Saturday, 28 June 2008

David Davies launches manifesto

Former Home Secretary David Davies has launched his manifesto, and it's pretty nice stuff.

1.Reverse 42 days pre-charge detention – a ‘PR coup for Al-Qaeda’.
2.Scrap ID cards – put the £19 billion savings towards a Border Police Force and other security measures.
3.Immediate reversal of the ban on free speech outside Parliament.
4.Protect the right to trial by jury.
5.Stop neighbourhood spies using powers that should rest with the police and MI5.
6.Use intercept evidence to prosecute terrorists – but restrict bugging by local councils.
7.Replace 1 million innocent citizens on the DNA database with the serious criminals left off.
8.Make CCTV more effective (80% is unusable) – strengthen punishments for privacy abuse.
9.Slash the 266 separate powers the state has to force its way into the home.
10.Launch an independent inquiry into the government’s serial database failures.
I had no idea the state had 266 separate powers to force their way into people's homes- be nice if Davies's site had a page listing them all, like the laws Nick Clegg wanted to repeal at the 2006 Liberal Democrat conference in Brighton. Although I don't agree with some of David Davies' other political actions, I think he would have been a good Conservative leader, and he should have won.

Jill Saward, who was raped she was raped in the Ealing vicarage attack in 1986, is also standing, but I'm not sure why. She claims that Davies opposes the DNA database and CCTV cameras-which he does not-and plays lip service to the 42 days detention debate, failing to comment on the possibility of its abuse.

Although she'd be an effective House of Commons campaigner for the rights of rape victims-who are poorly served by the present legal and policing system-she has no reason for standing against Davies and appears to be wrong about his views, making her a dubious choice.

Saward isn't as tedious as Miss Great Britain Gemma Garret, who wants "Westminster to be home to as many glamorous and confident women as say, Rome or Paris. Or even Brussels or Berlin." Wow. She also wants to end the "tide of sleaze" but does not say how.

If you want to vote for a beauty contestant, vote for beautiful Westminster University student Jade Parsons in the final of Miss England (Westminster News Online article written by me). She'd probably be a better political candidate than Gemma Garret.

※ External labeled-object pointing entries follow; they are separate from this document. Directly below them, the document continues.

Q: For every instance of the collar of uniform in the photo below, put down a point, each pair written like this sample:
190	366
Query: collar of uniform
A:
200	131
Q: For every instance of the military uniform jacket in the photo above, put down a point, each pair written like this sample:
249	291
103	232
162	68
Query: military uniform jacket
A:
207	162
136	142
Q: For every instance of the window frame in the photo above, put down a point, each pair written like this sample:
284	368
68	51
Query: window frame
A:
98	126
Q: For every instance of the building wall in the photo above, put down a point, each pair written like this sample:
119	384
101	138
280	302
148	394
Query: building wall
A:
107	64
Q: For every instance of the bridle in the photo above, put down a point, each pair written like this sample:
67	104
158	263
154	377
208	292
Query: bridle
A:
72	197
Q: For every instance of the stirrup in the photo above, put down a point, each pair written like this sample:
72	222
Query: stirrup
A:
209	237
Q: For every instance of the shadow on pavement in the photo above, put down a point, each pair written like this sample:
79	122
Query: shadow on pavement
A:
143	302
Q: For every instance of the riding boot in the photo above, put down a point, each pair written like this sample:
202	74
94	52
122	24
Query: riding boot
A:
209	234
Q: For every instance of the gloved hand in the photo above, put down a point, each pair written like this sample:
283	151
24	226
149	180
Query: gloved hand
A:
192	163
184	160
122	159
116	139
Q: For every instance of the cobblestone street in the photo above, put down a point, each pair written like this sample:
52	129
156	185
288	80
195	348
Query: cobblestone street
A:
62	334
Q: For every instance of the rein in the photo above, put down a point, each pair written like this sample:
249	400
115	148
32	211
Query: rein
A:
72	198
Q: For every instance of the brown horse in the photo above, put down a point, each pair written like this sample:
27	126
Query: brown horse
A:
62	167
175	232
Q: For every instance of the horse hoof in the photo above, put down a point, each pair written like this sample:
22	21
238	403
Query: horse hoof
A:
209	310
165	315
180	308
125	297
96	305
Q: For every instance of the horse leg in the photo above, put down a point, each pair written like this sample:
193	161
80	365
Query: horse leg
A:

Other candidates in the election include singer Ronnie Carroll, who is standing for the Make Politicians History party (seemingly by undergoing the process required to become a politician) and Hamish Howitt of the Freedom 4 Choice party (which I can't find a website for) as well of a cluster of independents, including the wonderfully named Thomas Faithful Darwood and Herbert Winford Crossman.